Ancak unutulmamalıdır ki; en fazla evi olan, en pahalı arabaları satın alan, en çok kıyafeti olan kısacası en zengin olan insanın da, oturabileceği ev, kullanabileceği araba, yiyebileceği yemek, yatabileceği yatak, giyebileceği kıyafet sınırlıdır.
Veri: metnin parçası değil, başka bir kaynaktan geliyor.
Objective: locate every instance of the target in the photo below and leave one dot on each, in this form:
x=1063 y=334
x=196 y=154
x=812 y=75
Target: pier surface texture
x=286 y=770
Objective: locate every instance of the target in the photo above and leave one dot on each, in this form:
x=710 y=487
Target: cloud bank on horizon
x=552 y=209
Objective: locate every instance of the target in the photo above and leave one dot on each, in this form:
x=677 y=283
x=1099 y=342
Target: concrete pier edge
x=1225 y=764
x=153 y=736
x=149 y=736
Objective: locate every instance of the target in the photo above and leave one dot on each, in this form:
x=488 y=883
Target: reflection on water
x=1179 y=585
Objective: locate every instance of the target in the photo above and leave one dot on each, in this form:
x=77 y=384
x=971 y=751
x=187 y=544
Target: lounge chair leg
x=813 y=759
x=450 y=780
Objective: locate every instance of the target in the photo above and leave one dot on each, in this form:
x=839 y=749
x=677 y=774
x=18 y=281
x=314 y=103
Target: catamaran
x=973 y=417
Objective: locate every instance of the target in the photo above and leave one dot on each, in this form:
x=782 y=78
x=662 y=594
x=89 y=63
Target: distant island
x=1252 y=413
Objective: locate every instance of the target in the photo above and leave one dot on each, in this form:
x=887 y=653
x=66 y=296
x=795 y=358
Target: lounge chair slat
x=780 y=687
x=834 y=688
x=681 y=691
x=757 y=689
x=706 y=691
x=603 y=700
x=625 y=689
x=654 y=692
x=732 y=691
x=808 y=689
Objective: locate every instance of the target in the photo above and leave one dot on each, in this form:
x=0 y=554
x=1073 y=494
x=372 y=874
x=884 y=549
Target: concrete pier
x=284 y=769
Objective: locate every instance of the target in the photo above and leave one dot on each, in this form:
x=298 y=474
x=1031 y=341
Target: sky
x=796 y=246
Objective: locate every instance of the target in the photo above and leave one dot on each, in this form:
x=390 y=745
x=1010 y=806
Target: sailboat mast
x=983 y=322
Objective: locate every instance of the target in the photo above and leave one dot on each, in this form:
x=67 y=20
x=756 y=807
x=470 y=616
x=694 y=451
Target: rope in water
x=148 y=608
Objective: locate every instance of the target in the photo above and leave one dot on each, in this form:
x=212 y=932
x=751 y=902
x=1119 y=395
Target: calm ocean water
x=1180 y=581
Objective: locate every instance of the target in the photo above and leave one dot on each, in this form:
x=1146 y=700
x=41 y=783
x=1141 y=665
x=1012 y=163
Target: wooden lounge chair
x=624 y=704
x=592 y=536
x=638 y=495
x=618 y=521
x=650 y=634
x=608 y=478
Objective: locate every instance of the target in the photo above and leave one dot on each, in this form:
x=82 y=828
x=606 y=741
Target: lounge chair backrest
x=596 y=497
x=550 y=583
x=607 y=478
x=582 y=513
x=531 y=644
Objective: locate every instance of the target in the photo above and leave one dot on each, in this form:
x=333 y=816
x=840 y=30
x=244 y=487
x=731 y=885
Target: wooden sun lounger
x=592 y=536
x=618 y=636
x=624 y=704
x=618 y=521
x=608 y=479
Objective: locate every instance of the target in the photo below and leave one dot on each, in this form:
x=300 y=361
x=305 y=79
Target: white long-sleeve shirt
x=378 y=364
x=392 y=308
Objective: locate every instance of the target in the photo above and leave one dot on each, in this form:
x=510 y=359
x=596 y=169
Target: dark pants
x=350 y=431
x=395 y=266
Bu insanların hayatlarına baktığımızda görürüz ki;
- Onlarca odadan oluşan malikanelere sahip olsalar dahi, aynı anda bütün odaları kullanamayacakları için evlerinin en fazla bir odasında oturabilirler.
- Dolaplar dolusu kıyafetleri olsa da aynı anda sadece tek bir kıyafeti giyebilirler.
- Yüce Allah'ın yarattığı binlerce çeşit yiyeceğe sahip olabilseler bile, en fazla 2-3 tabak yemek yiyebilirler; daha fazlasını yemeye kalksalar bu, onlar için bir işkence haline dönüşür…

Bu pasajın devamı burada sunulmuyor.